Neutrophils are one of the first lines of immune defense against infection, but are also capable of causing immunopathology if they are not appropriately cleared by phagocytic cells during the resolution of an immune response. McArthur et al. (p. 1139) delineated a novel pathway for monocyte recruitment in response to Annexin A1 (ANXA1), a protein factor found in inflammatory exudates that can bind the promiscuous ALX/FPR2 receptor and is known to induce neutrophil apoptosis and phagocytic uptake by macrophages. In the Boyden chamber assay, human peripheral blood monocytes migrated toward human recombinant ANXA1 (hrANXA1), a process dependent on cytoskeletal rearrangement mediated by a p38 MAPK/calcium-independent phospholipase A₂/lysophosphatidic acid (LPA) axis. CD14^highCD16⁻ classical monocytes were the primary responders to ANXA1, likely due to their expression of the receptor ALX/FPR2, which was not detected on other monocyte subsets. LPA inhibitor and small interfering RNA studies indicated that LPA₂ was likely the primary LPA receptor involved in ANXA1-mediated chemotaxis. To investigate the role of ANXA1 in monocyte recruitment in vivo, wild-type (WT) and alx/fpr2/3^−/− mice deficient in the murine ortholog of ALX/FPR2 were injected i.p. with hrANXA1. Twenty-four hours later, monocytes were found in the peritoneum of WT but not alx/fpr2/3^−/− mice. Similar results were obtained with two models of inflammation, zymosan-induced peritonitis and the cecal ligation and puncture model of sepsis. To emulate the resolution of inflammation, apoptotic neutrophils were injected into dorsal air pouches in mice, inducing two times more ANXA1-dependent monocyte recruitment to these areas in WT compared with alx/fpr2/3^−/− mice. Importantly, exposure of human monocytes to supernatant from apoptotic human neutrophils induced chemotaxis, but not when the apoptotic neutrophils had been treated with a neutralizing anti-ANXA1 Ab. These results define an important pathway in neutrophil clearance and resolution of inflammation.

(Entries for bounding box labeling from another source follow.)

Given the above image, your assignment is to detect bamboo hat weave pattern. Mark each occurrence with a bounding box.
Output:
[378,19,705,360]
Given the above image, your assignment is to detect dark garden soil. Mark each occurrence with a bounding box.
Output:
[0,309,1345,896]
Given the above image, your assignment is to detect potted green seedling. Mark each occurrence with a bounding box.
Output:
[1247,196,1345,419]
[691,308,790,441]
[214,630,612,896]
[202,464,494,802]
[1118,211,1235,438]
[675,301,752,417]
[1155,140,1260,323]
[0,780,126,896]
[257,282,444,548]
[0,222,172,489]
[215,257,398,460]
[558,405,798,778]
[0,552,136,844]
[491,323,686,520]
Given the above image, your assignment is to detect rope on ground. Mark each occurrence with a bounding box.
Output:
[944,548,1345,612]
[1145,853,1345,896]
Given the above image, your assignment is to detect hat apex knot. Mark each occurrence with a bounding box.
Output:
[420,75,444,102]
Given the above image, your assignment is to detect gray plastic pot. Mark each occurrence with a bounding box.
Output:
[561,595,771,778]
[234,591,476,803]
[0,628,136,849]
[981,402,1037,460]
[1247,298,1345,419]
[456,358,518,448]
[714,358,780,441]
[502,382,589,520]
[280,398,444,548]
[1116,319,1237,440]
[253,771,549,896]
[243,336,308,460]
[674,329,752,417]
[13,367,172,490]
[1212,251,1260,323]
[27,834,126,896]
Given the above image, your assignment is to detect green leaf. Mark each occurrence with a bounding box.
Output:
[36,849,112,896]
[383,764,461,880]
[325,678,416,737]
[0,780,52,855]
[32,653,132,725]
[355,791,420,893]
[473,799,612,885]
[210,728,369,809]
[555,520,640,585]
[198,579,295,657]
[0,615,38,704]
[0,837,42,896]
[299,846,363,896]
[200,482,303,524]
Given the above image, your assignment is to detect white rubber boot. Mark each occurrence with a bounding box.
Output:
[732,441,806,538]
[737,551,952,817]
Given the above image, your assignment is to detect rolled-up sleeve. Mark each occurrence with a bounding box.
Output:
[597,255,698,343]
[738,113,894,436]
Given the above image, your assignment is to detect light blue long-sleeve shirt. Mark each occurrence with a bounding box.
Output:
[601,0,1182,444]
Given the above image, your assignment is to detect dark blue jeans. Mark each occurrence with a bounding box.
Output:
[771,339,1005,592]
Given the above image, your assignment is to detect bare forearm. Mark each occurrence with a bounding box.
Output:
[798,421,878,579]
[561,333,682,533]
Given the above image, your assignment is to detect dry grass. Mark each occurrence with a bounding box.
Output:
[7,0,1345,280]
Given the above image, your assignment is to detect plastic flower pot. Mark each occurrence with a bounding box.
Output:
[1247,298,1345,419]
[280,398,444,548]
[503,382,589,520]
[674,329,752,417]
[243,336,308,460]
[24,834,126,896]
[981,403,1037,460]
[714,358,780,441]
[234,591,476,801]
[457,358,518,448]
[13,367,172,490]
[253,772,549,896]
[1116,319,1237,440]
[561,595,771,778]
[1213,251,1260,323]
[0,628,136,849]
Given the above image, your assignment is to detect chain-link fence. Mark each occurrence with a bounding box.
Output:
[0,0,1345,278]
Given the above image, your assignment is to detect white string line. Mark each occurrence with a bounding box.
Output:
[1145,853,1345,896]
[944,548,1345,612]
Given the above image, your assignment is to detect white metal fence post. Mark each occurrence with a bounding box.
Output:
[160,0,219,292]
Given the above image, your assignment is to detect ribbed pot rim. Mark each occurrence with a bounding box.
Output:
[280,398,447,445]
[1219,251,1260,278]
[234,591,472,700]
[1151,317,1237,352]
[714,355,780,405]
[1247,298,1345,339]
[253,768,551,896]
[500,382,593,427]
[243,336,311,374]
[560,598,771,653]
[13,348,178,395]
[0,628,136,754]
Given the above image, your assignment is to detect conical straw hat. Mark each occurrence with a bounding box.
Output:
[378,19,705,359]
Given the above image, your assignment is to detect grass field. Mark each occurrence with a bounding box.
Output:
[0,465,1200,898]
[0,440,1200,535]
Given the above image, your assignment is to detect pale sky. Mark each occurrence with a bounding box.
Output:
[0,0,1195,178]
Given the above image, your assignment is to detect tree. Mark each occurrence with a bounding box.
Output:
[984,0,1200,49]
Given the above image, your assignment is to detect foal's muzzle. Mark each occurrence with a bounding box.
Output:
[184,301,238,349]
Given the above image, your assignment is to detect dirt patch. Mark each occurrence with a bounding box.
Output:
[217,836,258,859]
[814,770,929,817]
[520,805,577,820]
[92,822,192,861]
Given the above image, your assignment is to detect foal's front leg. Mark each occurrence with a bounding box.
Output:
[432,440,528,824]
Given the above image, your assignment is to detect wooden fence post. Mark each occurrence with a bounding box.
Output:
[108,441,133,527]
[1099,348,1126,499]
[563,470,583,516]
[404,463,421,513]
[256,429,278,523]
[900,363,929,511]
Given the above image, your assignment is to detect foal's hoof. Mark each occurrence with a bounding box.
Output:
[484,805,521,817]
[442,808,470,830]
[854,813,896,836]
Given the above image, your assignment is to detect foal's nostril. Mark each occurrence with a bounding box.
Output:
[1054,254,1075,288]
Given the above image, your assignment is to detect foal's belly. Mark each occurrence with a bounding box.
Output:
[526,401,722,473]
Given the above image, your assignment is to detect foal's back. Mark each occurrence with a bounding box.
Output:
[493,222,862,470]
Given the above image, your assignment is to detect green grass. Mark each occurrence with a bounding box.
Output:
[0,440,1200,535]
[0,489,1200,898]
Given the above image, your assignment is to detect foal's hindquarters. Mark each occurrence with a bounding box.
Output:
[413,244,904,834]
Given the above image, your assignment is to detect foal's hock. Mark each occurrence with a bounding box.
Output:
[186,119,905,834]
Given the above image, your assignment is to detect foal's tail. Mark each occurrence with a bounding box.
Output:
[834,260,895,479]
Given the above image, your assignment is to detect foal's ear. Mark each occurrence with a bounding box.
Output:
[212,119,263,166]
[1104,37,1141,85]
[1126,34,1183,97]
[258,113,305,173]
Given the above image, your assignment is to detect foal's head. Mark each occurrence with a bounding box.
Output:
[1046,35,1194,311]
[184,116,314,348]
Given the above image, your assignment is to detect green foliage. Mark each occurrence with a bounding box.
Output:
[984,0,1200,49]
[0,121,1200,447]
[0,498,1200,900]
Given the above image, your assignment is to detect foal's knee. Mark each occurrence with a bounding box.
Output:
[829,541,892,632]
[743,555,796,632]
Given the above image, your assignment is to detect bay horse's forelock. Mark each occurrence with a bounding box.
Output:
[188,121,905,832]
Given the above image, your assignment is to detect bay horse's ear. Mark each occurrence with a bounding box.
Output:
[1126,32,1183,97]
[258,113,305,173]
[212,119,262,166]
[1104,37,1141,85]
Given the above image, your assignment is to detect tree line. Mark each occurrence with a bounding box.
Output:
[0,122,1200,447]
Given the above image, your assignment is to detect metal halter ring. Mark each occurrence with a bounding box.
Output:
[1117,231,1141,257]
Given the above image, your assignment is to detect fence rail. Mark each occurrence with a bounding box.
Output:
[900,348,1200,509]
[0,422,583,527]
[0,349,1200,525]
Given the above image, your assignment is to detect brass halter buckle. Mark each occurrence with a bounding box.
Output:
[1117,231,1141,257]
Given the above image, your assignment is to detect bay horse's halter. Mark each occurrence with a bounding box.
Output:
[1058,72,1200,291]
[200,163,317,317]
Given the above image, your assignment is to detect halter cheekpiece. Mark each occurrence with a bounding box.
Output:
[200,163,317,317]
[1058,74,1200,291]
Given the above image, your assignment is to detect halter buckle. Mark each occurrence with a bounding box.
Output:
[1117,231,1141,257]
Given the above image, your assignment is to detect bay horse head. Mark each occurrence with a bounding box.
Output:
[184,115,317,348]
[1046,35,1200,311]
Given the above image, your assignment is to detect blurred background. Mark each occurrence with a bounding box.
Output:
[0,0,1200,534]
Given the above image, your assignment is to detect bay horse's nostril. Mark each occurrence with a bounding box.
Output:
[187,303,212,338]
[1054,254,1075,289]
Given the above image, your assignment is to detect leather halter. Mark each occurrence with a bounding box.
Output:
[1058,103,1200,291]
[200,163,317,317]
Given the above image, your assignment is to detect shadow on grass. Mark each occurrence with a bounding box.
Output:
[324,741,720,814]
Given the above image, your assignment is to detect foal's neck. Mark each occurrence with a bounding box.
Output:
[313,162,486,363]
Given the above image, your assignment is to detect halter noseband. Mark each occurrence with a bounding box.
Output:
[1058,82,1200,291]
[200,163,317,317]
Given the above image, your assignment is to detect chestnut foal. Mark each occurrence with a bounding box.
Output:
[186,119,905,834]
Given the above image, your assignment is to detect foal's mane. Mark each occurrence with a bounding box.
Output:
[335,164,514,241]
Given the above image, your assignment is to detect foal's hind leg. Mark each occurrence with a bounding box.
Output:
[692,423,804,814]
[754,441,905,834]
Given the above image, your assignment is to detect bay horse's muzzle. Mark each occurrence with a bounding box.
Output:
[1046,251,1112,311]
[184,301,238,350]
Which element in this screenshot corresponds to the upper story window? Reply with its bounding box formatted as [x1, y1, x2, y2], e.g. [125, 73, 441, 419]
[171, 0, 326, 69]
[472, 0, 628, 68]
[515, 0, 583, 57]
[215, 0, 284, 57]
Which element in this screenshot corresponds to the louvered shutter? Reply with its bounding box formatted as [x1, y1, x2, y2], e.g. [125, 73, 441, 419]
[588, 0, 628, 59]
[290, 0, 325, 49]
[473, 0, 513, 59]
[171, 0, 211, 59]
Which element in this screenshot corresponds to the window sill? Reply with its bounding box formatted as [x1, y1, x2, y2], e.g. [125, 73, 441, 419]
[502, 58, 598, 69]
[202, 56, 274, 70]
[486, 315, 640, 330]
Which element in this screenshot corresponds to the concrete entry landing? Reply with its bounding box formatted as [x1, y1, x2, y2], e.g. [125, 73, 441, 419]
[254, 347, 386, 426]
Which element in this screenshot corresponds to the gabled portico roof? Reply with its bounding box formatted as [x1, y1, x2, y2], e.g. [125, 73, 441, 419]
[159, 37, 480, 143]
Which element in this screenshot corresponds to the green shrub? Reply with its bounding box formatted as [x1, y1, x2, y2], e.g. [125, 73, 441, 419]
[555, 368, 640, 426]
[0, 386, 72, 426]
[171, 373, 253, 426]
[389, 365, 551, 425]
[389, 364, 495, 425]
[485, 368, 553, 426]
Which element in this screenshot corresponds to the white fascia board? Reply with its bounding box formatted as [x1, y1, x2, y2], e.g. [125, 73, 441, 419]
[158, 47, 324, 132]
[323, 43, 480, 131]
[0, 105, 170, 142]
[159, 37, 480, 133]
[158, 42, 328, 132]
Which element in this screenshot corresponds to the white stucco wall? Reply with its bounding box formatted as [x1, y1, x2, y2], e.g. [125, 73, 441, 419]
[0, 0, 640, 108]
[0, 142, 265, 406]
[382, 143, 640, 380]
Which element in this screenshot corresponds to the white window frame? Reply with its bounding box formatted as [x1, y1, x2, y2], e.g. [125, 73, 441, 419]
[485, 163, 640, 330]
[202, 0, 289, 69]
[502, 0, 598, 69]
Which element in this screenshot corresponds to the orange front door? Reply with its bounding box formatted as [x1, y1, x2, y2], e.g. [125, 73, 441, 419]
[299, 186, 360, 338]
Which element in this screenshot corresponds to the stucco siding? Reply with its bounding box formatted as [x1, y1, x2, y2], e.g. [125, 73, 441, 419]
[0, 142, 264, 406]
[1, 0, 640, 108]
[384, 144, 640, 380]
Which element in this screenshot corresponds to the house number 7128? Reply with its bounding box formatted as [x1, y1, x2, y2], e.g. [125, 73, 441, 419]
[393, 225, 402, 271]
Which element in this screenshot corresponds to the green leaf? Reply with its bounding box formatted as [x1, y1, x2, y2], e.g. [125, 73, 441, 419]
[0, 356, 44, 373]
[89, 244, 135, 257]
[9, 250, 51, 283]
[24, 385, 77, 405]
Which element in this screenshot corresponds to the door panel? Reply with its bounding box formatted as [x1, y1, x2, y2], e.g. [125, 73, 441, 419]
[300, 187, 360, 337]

Targeting Ag to dendritic cell (DC) receptors is a promising vaccine strategy for generating efficient and robust pathogen-specific immune responses. Previous studies have shown that targeting Ag to Clec9A, a receptor expressed on CD8α⁺ DCs that recognizes damaged cells, induces robust humoral immunity in both mice and nonhuman primate models, even in the absence of immune response–boosting adjuvant or CD40 coreceptor stimulation. These responses were also accompanied by the expansion of a CD4⁺ follicular helper T cell (T_FH)-like subset, which is associated with the production of effective humoral immunity. To investigate more closely the T_FH-like properties of these cells in engineered Clec9A Ab–triggered immunity, Kato et al. (p. 1006) adoptively transferred transgenic CD4⁺ T cells specific for either OVA or HSV-1 into wild-type mice, followed by challenge with a Clec9A-targeting or isotype control Ab linked to the appropriate CD4⁺ T cell epitopes for these Ags. They found that immunization with either Clec9A-targeting Ab, but not isotype control Abs, resulted in the proliferation of transferred CD4⁺ T cells, many of which exhibited hallmark characteristics of T_FH, including high cell surface expression of CXCR5 and PD-1 and expression of the transcription factor Bcl-6. Using adoptive transfer into wild-type mice of OT-II CD4⁺ T cells expressing an IL-21 GFP reporter, the authors also found that these cells produced IL-21 upon immunization of adoptive hosts with the anti–Clec9A-OVA Ab. T_FH induced by Clec9A-targeted Abs were also able to transition into long-term memory T_FH that could respond to Ag in secondary recall responses and augment the formation of GL7⁺ CD95⁺ germinal center B cells. These data identify Clec9A targeting as a viable means to induce humoral immune responses in the absence of adjuvant, and suggest this strategy as a candidate for use in vaccine development.